Incompetence or Indifference? The Continuing Story of the Clinton Emails


The Hillary Clinton email scandal continues, as more and more questions are raised about her handling ….

Oh, let’s get serious. No one who’s paying attention at this point can seriously think there hasn’t been some major skullduggery, jiggery-pokery, mopery, dopery, misfeasance, malfeasance, nonfeasance and straight-up downright criminality with the Clinton email server. The game now is watching the Clintons quibble about the meaning of “is” until they finally manipulate everyone into submission through pure boredom.

One of those running theatrical events is Hillary’s assertion that

"I did not email any classified material to anyone on my email," Clinton told a massive gathering of story-hungry reporters during a March 10 press conference at the United Nations headquarters in New York, shortly after the existence of her private email server was uncovered.

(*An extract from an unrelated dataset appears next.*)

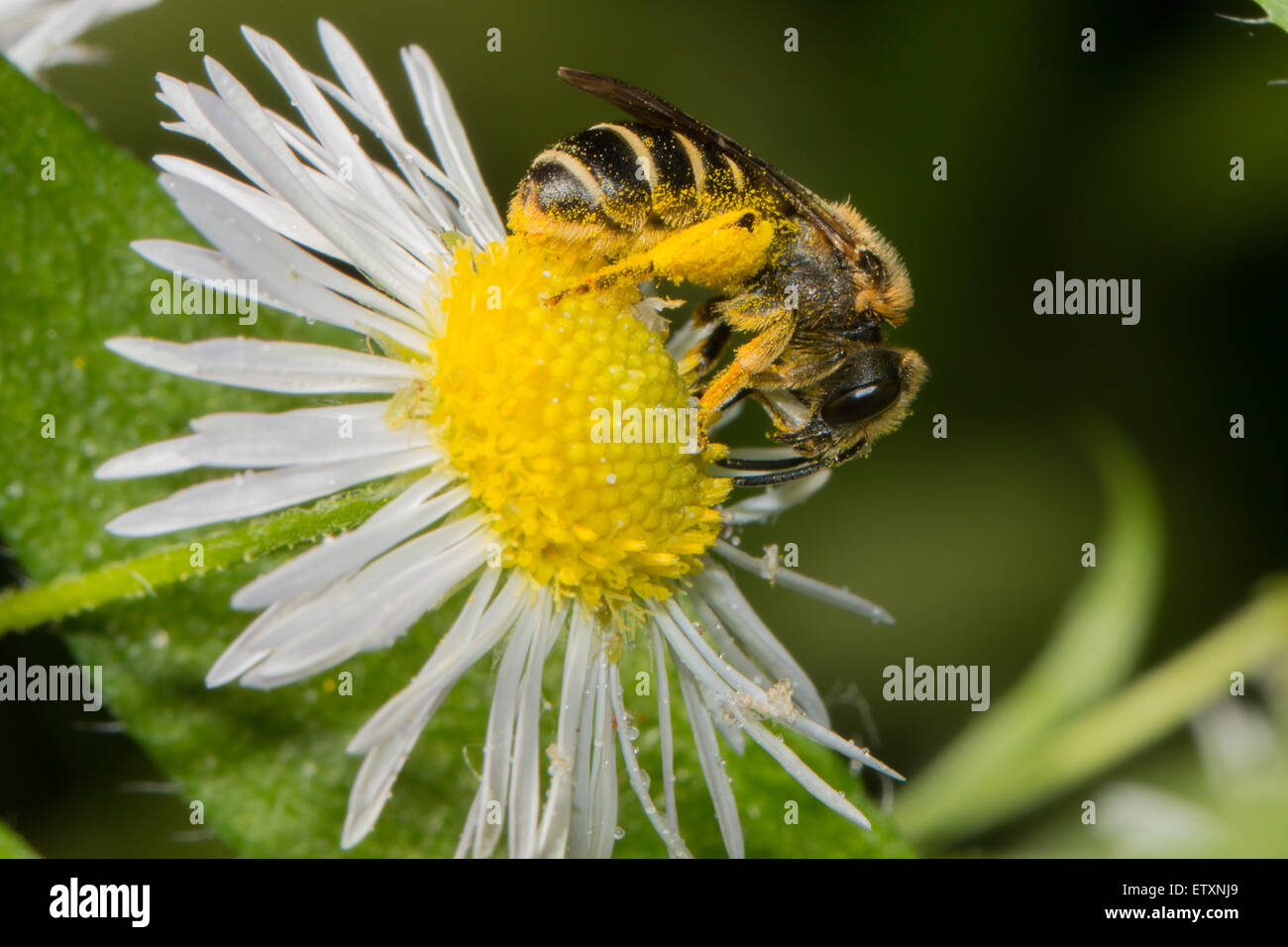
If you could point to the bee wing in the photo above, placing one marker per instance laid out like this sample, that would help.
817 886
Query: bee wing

"There is no classified material," she said then, "so I’m certainly well-aware of the classification requirements and did not send classified material."

The emphasis is mine, and one would certainly hope that she is well-aware of the classification requirements, as she, as secretary of State, was the senior classification officer for the Department of State.

Of course, now her story is:

I am confident that I never sent nor received any information that was classified at the time it was sent and received.

The New York Times, in the most recent edit of their article on the potential criminal investigation for mishandling classified information, put Clinton’s defense this way:

It is not clear if any of the information in the emails was marked as classified by the State Department when Mrs. Clinton sent or received them.

The Times goes on to say:

In the course of the email review, State Department officials determined that some information in the messages should be retroactively classified. In the 3,000 pages that were released, for example, portions of two dozen emails were redacted because they were upgraded to “classified status.” But none of those were marked as classified at the time Mrs. Clinton handled them.

The thing is, I – like most everyone else in the intelligence community – have dealt with and even written classified documents, and pretty well the first rule you learn is that when you’re writing a document it’s your responsibility to see that it’s properly classified. Especially when you’re a classification officer under Executive Order 13526 that defines the classification system. (See Section 1.3)

Now, it’s not impossible that something will be reclassified upward after it’s first written. This especially shows up because of something called the “aggregation problem” – pieces of data that are, say, classified CONFIDENTIAL on their own may become SECRET if they’re together. I wrote about classification at length in one of the pieces on Ed Snowden, so I won’t repeat it here. Basically, though, you’ve heard people talk about the need to protect “sources and methods.” The point of aggregation is that a document talking about “sources” may not be super sensitive: pretty much everyone knows that the intelligence services listen to radio traffic. And pretty much everyone knows that NSA is good at decrypting encrypted traffic. But when you combine the two to say that Elbonian cellular radio calls are being intercepted and that you can decipher the Elbonian’s cellular traffic, then that gets pretty sensitive.